From a quick view at the business, Lenzing looks like a modern textile business that is catering to new trends. Given the investments, we could expect strong growth over time which is a gives a positive mark to the business from that perspective. Alongside economic growth, a growing demand for eco products and the recycling capacity of wood fibre, the future might be bright for Lenzing. But, textiles are a highly competitive environment and it is really hard to create or keep an advantage.
Let’s take a look at the fundamentals and see whether it is worth the wait to be a Lenzing shareholder.
Lenzing stock fundamental analysis
As fibre prices declined over 1H 2020, so did Lenzing’s revenue. Consequently, EBITDA fell 46.4% but earnings per share remained positive even if those fell from 2.97 EUR in 1H 2019 to 6 cents over the last 6 months. When earnings remain positive, it is unlikely the company will be in big trouble. However, the market usually doesn’t know how to price a company without earnings and the stock is usually sold off. This often creates opportunities.
Cash flows have been positive if we exclude the extremely high capital expenditures of 268.7 million EUR. The good thing is that liquid assets are high at 594 million EUR but the bad factor is that net debt went from 511 million at the end of 2019 to the current 809 million EUR.

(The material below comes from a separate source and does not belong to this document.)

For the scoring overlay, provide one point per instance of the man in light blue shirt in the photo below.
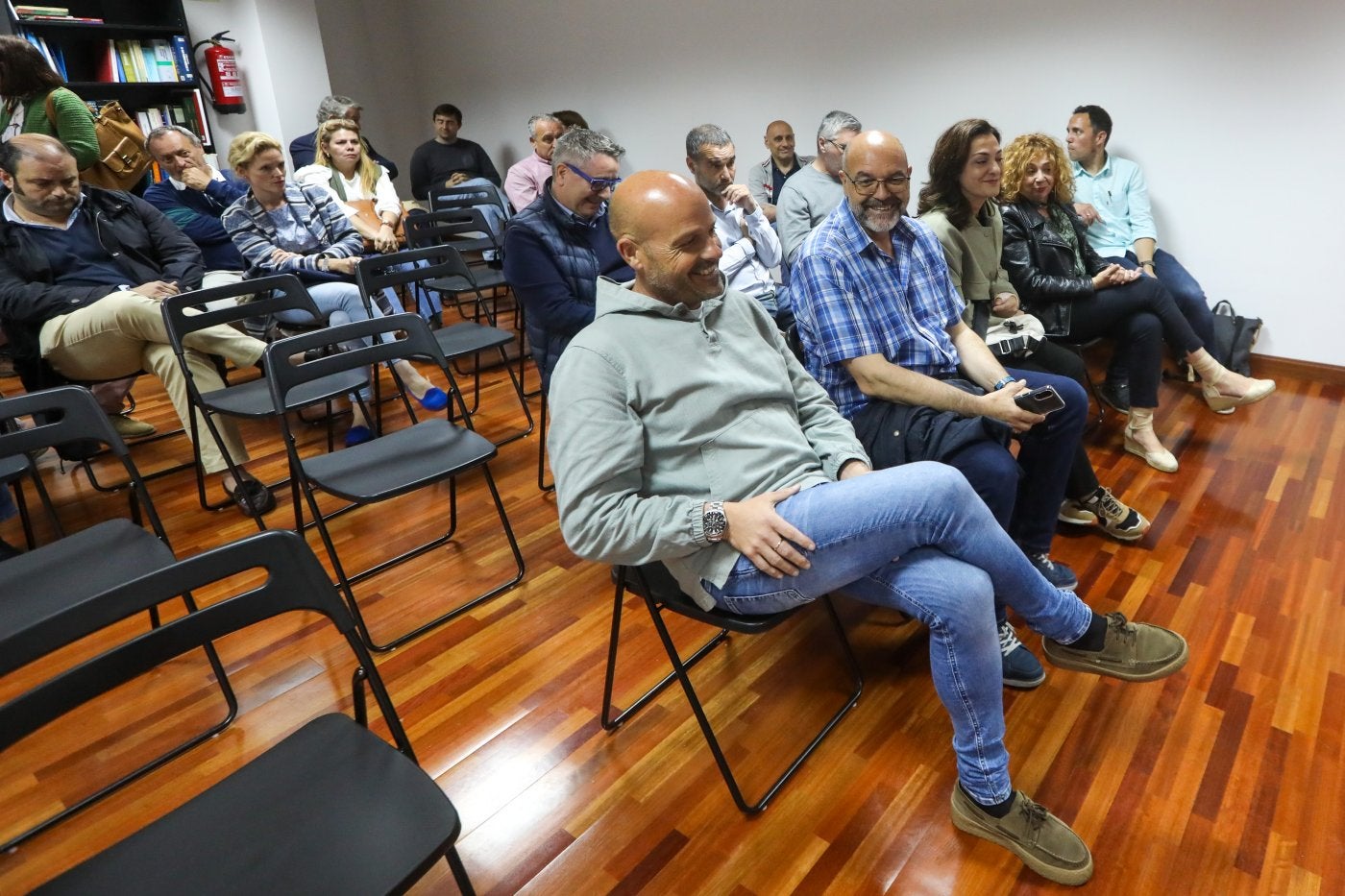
(1113, 201)
(750, 247)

809 million in debt is still manageable on total assets of 3.4 billion EUR and equity of 1.4 billion, so if the company keeps access to cheap European money, there should be no going concern issues.
A look at the historical fundamentals tells us how the company can’t find growth and that the focus is on the dividend. More about the dividend below.
Net income is volatile as is the fibre market but the company has been increasing its dividend and rewarding shareholders.
The negative thing with Lenzing is the high capital intensity while revenues haven’t been growing over the past decade. The company spend 2.3 billion EUR on capital expenditures over the last 10 years and keeps spending. That is almost double the current market capitalization so the return on capital invested isn’t that high. This is probably because Lenzing operates in a highly competitive environment like fibre.
Lenzing has been a strong dividend payer in the past and the 2019 dividend gives a double-digit yield on the current price. If things return to pre COVID-19, Lenzing might reward shareholders very well.
However, as long as cotton prices remain low, so will Lenzing’s margins remain low and one can’t expect to see the 5 EUR dividend soon. But, if and when that happens, I think the stock will be at 100 EUR and above again.
Given the volatility the business has survived in the past due to commodity price cycles, I don’t see why this time things would be different.
Lenzing stock investment conclusion
The key when investing in Lenzing is to watch for the time when things start to improve because that is the best time to buy a cyclical stock.
When earnings start to grow, the dividend is reinstated and increased, the market starts projecting such trends into perpetuity as it quickly forgets this is a cyclical. As it did forget it is a cyclical now and sold off because the dividend has been cut and there are no earnings. Peter Lynch, one of the best investors of all time, loved to buy such forgotten cyclicals because at some point in time, the investment return can be stellar, like it was the case from 2014 to 2017. So, if you fancy keeping an eye on a cyclical stock, Lenzing might be for you.